Le 29 mai 2019, un premier congrès a eu lieu au bord du lac, au centre culturel LAC de Lugano. William Duplessie est intervenu aux côtés du maire de l'époque, Marco Borradori, et du directeur de l'Office de l'économie tessinois, Stefano Rizzi. D'ailleurs, le programme de la conférence se trouve encore en ligne sur LinkedIn.
Au début, ces projets se sont développés de manière prometteuse. Mais la pandémie de Covid-19 a chamboulé la situation. «La famille Duplessie est retournée aux Etats-Unis», raconte Giacomo Poretti. La ville et le canton auraient tout tenté pour retenir ces investisseurs disposant de moyens financiers conséquents. «En vain», selon l'enseignant. Une autre source évoque le fait que les Duplessie se rendaient ponctuellement à Lugano jusqu'en 2022.

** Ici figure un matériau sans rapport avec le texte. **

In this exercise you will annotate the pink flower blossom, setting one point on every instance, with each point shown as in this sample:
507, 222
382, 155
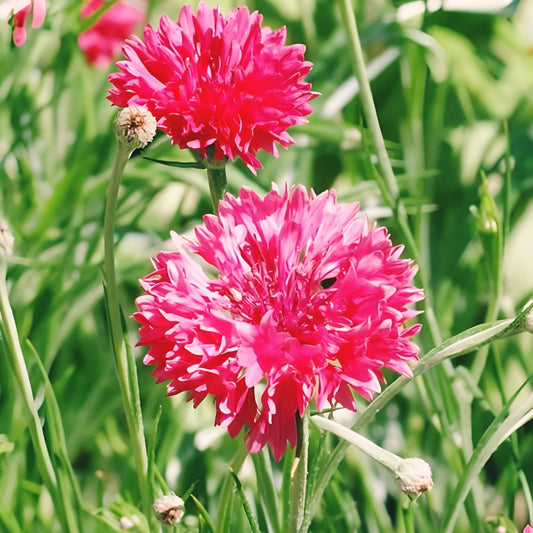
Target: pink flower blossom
215, 81
102, 42
307, 303
19, 20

Entre-temps, le Pangea Blockchain Fund a été placé en liquidation. Un litige a éclaté avec Copernicus Asset Management. Comme les Duplessies travaillaient comme conseillers pour le gestionnaire de fonds, ils ont exigé environ 29,4 millions de dollars à titre de commission de performance, une taxe sur les bénéfices de fonds. Une somme que Copernicus Asset Management a trouvé excessive, le poussant à résilier le contrat en mars 2022. Ils se sont finalement mis d'accord sur 4,2 millions. Le liquidateur indique sur son site web que la «procédure de liquidation devrait être clôturée prochainement».
Il s'envole... alors qu'il est poursuivi
Il est désormais évident que William Duplessie a quitté la Suisse en pleine tourmente. Un extrait du registre des poursuites datant de 2023 le montre: il révèle que le jeune investisseur faisait l’objet de poursuites pour un total de 10'172 francs. Parmi les créanciers figurent deux compagnies d’assurance, une société immobilière et le Ministère public. Trois de ces créances ont été réglées par Duplessie d’ici avril 2022. Quant aux 6875 francs réclamés par la société immobilière, la créance a entre-temps été éteinte.

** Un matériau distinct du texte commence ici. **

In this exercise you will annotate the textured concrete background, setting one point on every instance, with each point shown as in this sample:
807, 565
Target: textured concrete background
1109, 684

Reste à savoir pourquoi un crypto-millionnaire supposément fortuné a été poursuivi pour de telles sommes. «Sans commentaire», se contente son avocat, laconique. Il refuse également de s’exprimer sur les accusations portées par le parquet de New York.

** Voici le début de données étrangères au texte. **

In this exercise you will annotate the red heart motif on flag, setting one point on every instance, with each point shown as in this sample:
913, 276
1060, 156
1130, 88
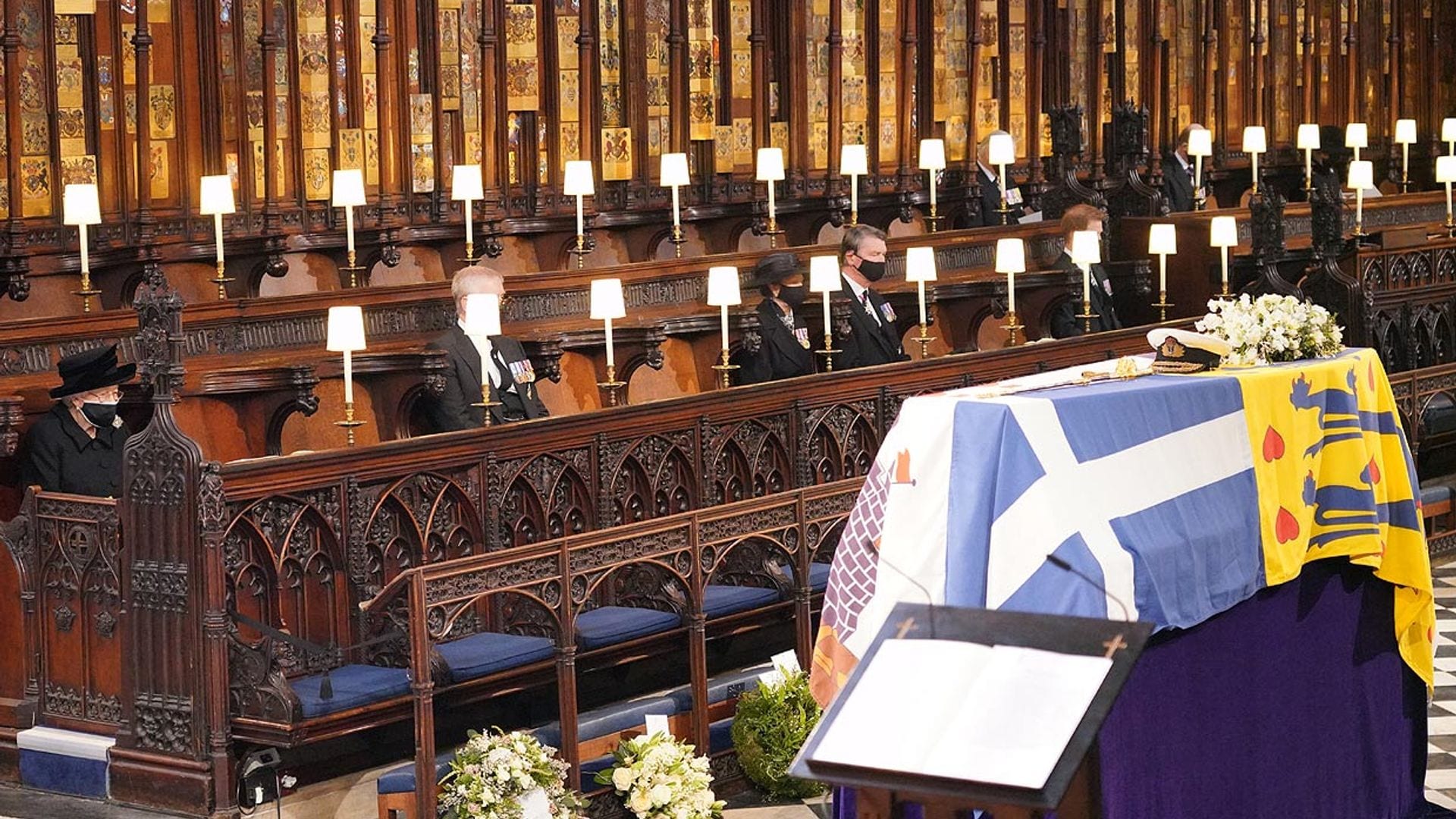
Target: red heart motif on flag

A Lugano, les frères Duplessie étaient des figures bien connues de la vie nocturne. «Ils menaient la belle vie», rapportent ceux qui ont côtoyé William Duplessie. Excentrique, créatif, impulsif: c’est ainsi qu’on le décrit. Un homme débordant d’idées, mais peu enclin à respecter les règles. «Je n’aurais jamais imaginé qu’il puisse torturer quelqu’un», admet Giacomo Poretti, l’enseignant qui l’a accompagné à ses débuts.